On 2017-03-07 21:48:23 -0500, Robert Haas wrote:
> On Sun, Mar 5, 2017 at 7:13 PM, Andreas Karlsson <andreas@proxel.se> wrote:
> > And I would argue that his feature is useful for quite many, based on my
> > experience running a semi-large database. Index bloat happens and without
> > REINDEX CONCURRENTLY it can be really annoying to solve, especially for
> > primary keys. Certainly more people have problems with index bloat than the
> > number of people who store index oids in their database.
>
> Yeah, but that's not the only wart, I think.
I don't really see any other warts that don't correspond to CREATE/DROP
INDEX CONCURRENTLY.
> For example, I believe (haven't looked at this patch series in a
> while) that the patch takes a lock and later escalates the lock level.
It shouldn't* - that was required precisely because we had to switch the
relfilenodes when the oid stayed the same. Otherwise in-progress index
lookups could end up using the wrong relfilenodes and/or switch in the
middle of a lookup.
* excepting the exclusive lock DROP INDEX CONCURRENTLY style dropping uses after marking the index as dead - but that
shouldn'tbe much of a concern?
> Also, if by any chance you think (or use any software that thinks)

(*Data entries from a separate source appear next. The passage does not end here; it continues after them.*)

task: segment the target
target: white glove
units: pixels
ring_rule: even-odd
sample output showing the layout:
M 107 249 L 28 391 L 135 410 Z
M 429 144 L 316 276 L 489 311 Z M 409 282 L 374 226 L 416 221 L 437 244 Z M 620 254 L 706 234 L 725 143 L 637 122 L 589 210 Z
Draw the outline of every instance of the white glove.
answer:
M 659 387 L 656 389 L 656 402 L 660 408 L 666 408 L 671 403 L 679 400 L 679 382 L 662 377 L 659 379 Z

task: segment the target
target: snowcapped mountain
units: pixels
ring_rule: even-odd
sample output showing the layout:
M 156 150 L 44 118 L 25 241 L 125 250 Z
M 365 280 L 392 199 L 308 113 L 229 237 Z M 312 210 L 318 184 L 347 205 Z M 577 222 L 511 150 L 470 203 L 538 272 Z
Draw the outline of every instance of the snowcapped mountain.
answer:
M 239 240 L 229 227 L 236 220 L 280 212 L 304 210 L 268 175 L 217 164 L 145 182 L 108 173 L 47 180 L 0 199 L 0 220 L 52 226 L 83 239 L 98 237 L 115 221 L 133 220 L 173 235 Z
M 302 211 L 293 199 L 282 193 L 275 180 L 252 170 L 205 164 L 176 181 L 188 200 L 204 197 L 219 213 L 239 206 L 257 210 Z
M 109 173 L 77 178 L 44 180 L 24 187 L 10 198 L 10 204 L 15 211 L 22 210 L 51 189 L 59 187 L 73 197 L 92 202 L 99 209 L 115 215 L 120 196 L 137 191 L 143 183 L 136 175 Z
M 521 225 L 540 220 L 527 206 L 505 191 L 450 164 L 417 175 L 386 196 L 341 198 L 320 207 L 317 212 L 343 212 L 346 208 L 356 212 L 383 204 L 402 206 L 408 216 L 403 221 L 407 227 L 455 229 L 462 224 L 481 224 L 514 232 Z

> that OIDs for system objects are a stable identifier, this will be the
> first case where that ceases to be true.
Can you come up with an halfway realistic scenario why an index oid, not
a table, constraint, sequence oid, would be relied upon?
> If the system is shut down or crashes or the session is killed, you'll
> be left with stray objects with names that you've never typed into the
> system.
Given how relatively few complaints we have about CIC's possibility of
ending up with invalid indexes - not that there are none - and it's
widespread usage, I'm not too concerned about this.